Rollerball Debrief

Dec 8, 2023

Since the semester is finally over, I think this is a good time to discuss my primary programming project over the last semester. This is unique enough to merit it’s own blog post: It’s something that impacted a lot of people at scale, and also something I believe is novel and required a metric ton of effort from my end to make a reality.

This is Rollerball, the COL333 competitive assignment for this semester.

Context

COL333 is a junior undergraduate/graduate bridge course in Artificial Intelligence, and one of the most valuable/fun courses undergrads do in their time. Multiple reasons why, primarily how cool the field is right now, the competitive assignments, and the joy of seeing algorithms you create do tasks better than you could.

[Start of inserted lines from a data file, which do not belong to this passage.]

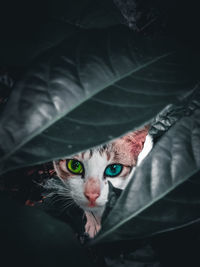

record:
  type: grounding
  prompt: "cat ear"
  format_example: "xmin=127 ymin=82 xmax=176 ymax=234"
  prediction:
xmin=122 ymin=125 xmax=150 ymax=164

As TAs, we had to make two quizzes, work on one assignment and help grade the midterm and endterm. Seems simple enough. However, this time I wanted to do something special. The competitive assignment for every COL333 course is very exciting for students. In my opinion, the last offering’s assignment was too simple, and basically ripped off an existing assignment with minor modifications and presented it to students.

I wanted to do something different. Something groundbreaking. Something that highlighted how IITD is on par with top universities when it comes to teaching, and how we are capable of rolling out our own assignments from scratch.

Enter Rollerball. An obscure chess variant I dug up during the free time at my internship, Rollerball seemed like the perfect fit. No bots or strategy guides existed for it. The only working implementation existed in Jocly, which used a generalized MCTS written in JS, so it was also near impossible to ape. It was venturing into the unknown, and exactly the kind of assignment bright minds would need to stay occupied. I quickly hacked up a working implementation in under a couple of weeks, and presented it the first time we had a TA meet.

There were supposed to be 5 assignments, and the second and fifth ones were competitive ones. The second assignment was a 4-mark warmup, while the last would be a 12-mark tournament. With the timeline set and consensus on what we should work on, I set out to wrap up the initial starter code.

Rollerball v1

The amount of engineering that went into developing this probably places it in my top 3 projects of all time. And I’ve done a lot of projects. Rollerball shaped up to be one of those assignments where the student code is smaller than the TA code, and for good reason.

To keep things modular, I started out by separating the engine and the UI, since we don’t need the UI while evaluating. The UI was then written in JavaScript and Vue, because chessboard.js is a very nice javascript chessboard library. This would then communicate with the client engine via WebSockets. I cooked up a small protocol based on UCI, and things were good to go. We had made the entire car, but we didn’t have an engine.

Deciding which language to code the engine in was tricky. Python was my first pick, because of how simple it is. WebSockets would also be well supported. However, the last offering’s assignment was in Python, and instead of developing a good algorithm, I went into optimization hell trying to create a bitboard for Connect 4. Python is a terrible language for programming a fast tree-search algorithm, and I didn’t want students to even consider that path.

Which meant the engine was going to be written in C++.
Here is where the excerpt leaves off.